If your single 1D tile can be reduced to a finite set of nonnegative integers, including 0 for definiteness, then any tiling can be converted to a periodic one. Suppose the integers are covered by some tiling. For each K, consider the set of integers >K which are covered by some tile that begins at a value <=K. This set is of bounded width, not exceeding the width of the tile. So there are at most 2^width possible shapes for the set. Somewhere in the first 2^width+1 integers, there will be a K' and K'' with congruent sets (i.e., shifted by K''-K'). The supertile defined by the shift, i.e. tiles covering up to K'' but not entirely <=K', has a set of holes on the left that matches the covered squares on the right. So the supertile makes a periodic covering of the integers. There are easy tiles which can't be 'integrated' (rationalized?), but do cover the real line, so maybe there's an irrational aperiodic disconnected 1D tile. Rich -------- Quoting Warren Smith <warren.wds@gmail.com>: <clip>
Another problem I'm interested in is this.

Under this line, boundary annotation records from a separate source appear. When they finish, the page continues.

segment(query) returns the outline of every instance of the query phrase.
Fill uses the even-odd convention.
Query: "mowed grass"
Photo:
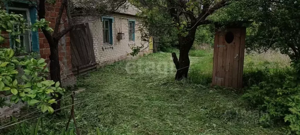
[[[81,134],[95,134],[97,127],[109,134],[283,134],[279,127],[261,126],[262,114],[248,107],[234,90],[210,87],[211,49],[191,51],[189,77],[181,81],[174,80],[169,51],[116,62],[78,77],[78,87],[85,90],[76,94],[75,102],[90,99],[75,105]],[[245,70],[250,69],[248,58],[257,67],[287,64],[280,60],[256,64],[261,60],[251,58],[256,56],[246,56]],[[62,105],[70,104],[69,97]],[[60,132],[69,109],[58,116],[45,116],[44,130],[53,134]]]

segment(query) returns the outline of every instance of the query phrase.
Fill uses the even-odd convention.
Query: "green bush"
[[[297,75],[287,74],[278,76],[270,74],[267,76],[268,79],[266,76],[261,76],[264,81],[250,87],[242,97],[260,109],[266,111],[266,114],[261,118],[261,122],[270,125],[284,120],[288,125],[284,129],[290,133],[299,134],[299,78]]]
[[[56,102],[52,96],[57,97],[56,93],[63,94],[65,90],[59,87],[59,82],[46,79],[49,72],[44,68],[46,64],[43,59],[20,59],[12,49],[0,49],[0,92],[12,94],[11,102],[16,103],[20,99],[30,105],[37,105],[43,112],[53,113],[51,105]],[[20,77],[18,71],[22,70],[24,74]],[[1,108],[7,105],[4,100],[0,100]]]

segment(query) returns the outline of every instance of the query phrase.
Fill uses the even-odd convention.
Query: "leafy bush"
[[[298,76],[269,76],[268,79],[250,87],[244,98],[266,111],[260,121],[268,125],[283,121],[290,133],[300,134],[300,81]]]
[[[46,63],[44,59],[20,59],[14,54],[11,49],[0,50],[0,92],[13,94],[12,102],[16,103],[21,99],[30,105],[37,105],[43,112],[53,113],[50,105],[57,102],[52,96],[58,97],[55,93],[63,94],[64,89],[59,87],[59,82],[46,79],[49,70],[44,68]],[[20,77],[18,69],[24,73]]]
[[[12,121],[15,120],[16,119],[14,117],[12,117],[11,120]],[[16,122],[18,122],[16,121]],[[35,125],[35,127],[28,127],[25,122],[23,122],[22,124],[17,123],[16,124],[16,129],[15,130],[12,130],[8,135],[37,135],[38,134],[53,134],[52,131],[46,131],[44,130],[43,119],[39,118],[38,122]],[[62,130],[60,135],[75,135],[75,129],[71,128],[69,130],[66,131],[64,128]],[[100,135],[100,132],[99,128],[96,128],[96,134],[97,135]],[[43,134],[42,134],[42,133]]]

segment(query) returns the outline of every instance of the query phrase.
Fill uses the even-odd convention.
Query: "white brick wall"
[[[112,23],[113,45],[104,45],[102,22],[99,19],[88,22],[94,44],[96,61],[100,65],[117,61],[128,57],[131,52],[131,47],[134,45],[140,46],[144,45],[146,51],[149,51],[148,43],[141,41],[141,34],[138,30],[139,21],[135,17],[113,14],[107,16],[114,17]],[[121,22],[122,19],[122,22]],[[128,19],[135,20],[135,41],[130,41],[128,36]],[[122,25],[122,30],[121,25]],[[125,39],[117,40],[117,33],[120,30],[125,34]],[[130,54],[128,55],[130,56]],[[131,57],[130,56],[130,57]]]

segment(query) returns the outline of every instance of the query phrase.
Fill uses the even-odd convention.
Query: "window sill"
[[[110,44],[104,44],[103,45],[103,46],[102,47],[102,50],[104,50],[106,49],[110,48],[111,48],[113,49],[113,46],[112,45]]]
[[[28,54],[29,54],[29,53],[28,53],[22,55],[20,55],[19,56],[16,56],[16,57],[17,58],[23,58],[25,57],[25,56],[26,56],[26,55],[28,55]],[[35,57],[35,59],[38,59],[40,58],[40,54],[38,54],[37,55],[37,56],[36,57]]]

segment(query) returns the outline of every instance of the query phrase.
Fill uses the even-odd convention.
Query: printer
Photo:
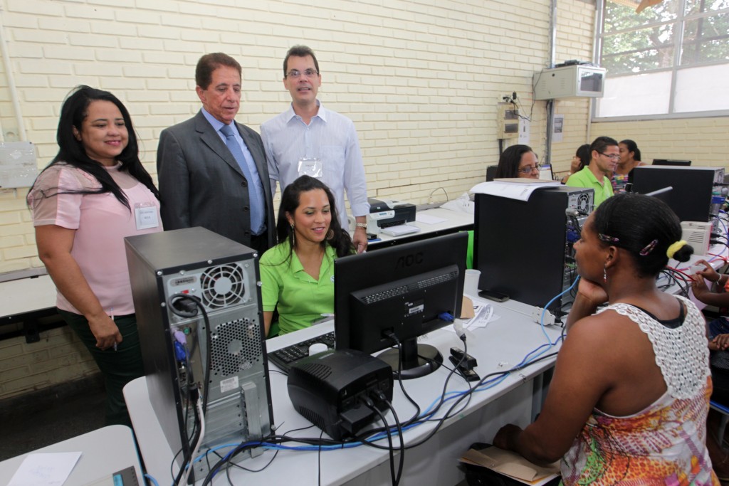
[[[415,205],[395,200],[381,200],[367,197],[370,214],[367,217],[367,232],[379,234],[383,228],[415,221]]]

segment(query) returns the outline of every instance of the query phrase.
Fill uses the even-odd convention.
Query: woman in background
[[[655,286],[669,258],[692,254],[680,238],[678,218],[655,197],[617,195],[590,215],[544,407],[524,430],[502,427],[495,445],[537,463],[561,458],[565,485],[719,485],[706,446],[703,318]]]
[[[729,307],[729,275],[720,274],[706,260],[698,260],[695,265],[703,265],[693,275],[691,287],[693,296],[707,305],[720,309]],[[707,283],[711,282],[713,291]],[[709,364],[712,369],[712,381],[714,391],[712,400],[725,407],[729,407],[729,318],[721,315],[709,322]],[[719,429],[721,414],[713,409],[709,412],[706,425],[709,434],[706,436],[706,447],[714,465],[714,471],[721,481],[729,480],[729,453],[721,444],[724,437],[717,436],[713,431]]]
[[[577,148],[577,151],[574,152],[574,155],[572,156],[572,162],[569,164],[569,173],[563,177],[560,182],[567,184],[567,179],[569,179],[570,176],[576,172],[580,172],[585,165],[590,165],[590,144],[580,145]]]
[[[104,375],[106,423],[130,426],[122,388],[144,375],[124,238],[162,230],[159,193],[129,112],[79,86],[61,110],[58,153],[28,194],[58,312]]]
[[[539,162],[528,145],[512,145],[499,157],[494,179],[539,178]]]
[[[278,334],[308,327],[334,313],[334,261],[354,252],[337,217],[335,199],[323,182],[302,176],[281,198],[279,243],[260,260],[263,320],[268,336],[273,311]],[[276,332],[270,333],[276,335]]]
[[[645,165],[640,160],[640,149],[632,140],[621,140],[617,146],[620,151],[620,158],[617,160],[617,166],[611,179],[612,192],[615,194],[625,192],[631,171],[639,165]]]

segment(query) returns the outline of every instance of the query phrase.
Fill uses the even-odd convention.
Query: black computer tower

You've all heard of the Penrose tiling (set of two tiles which only tile aperiodically). It is a famous open problem ("Einstein" problem) whether a single 2D tile exists which only tiles aperiodically. I would like to pose the same problem in 1D where now I do not demand that the tile be a connected set. I mean: 1D tiling? Now THAT'S simple. But... I do not know the answer, even in 1D. I feel quite embarrassed about it. I mean, you have to be an idiot not to be able to solve 1D tiling.
If there is such a tile, it probably has a fractal-esque nature. For a (not quite) example Cantor's "exclude middle third" set is tiled by two copies of itself and is fractal in nature, so you could say it is a solution of this optimization problem: "minimize area subject to requirement two copies tile itself and it contains >=2 points."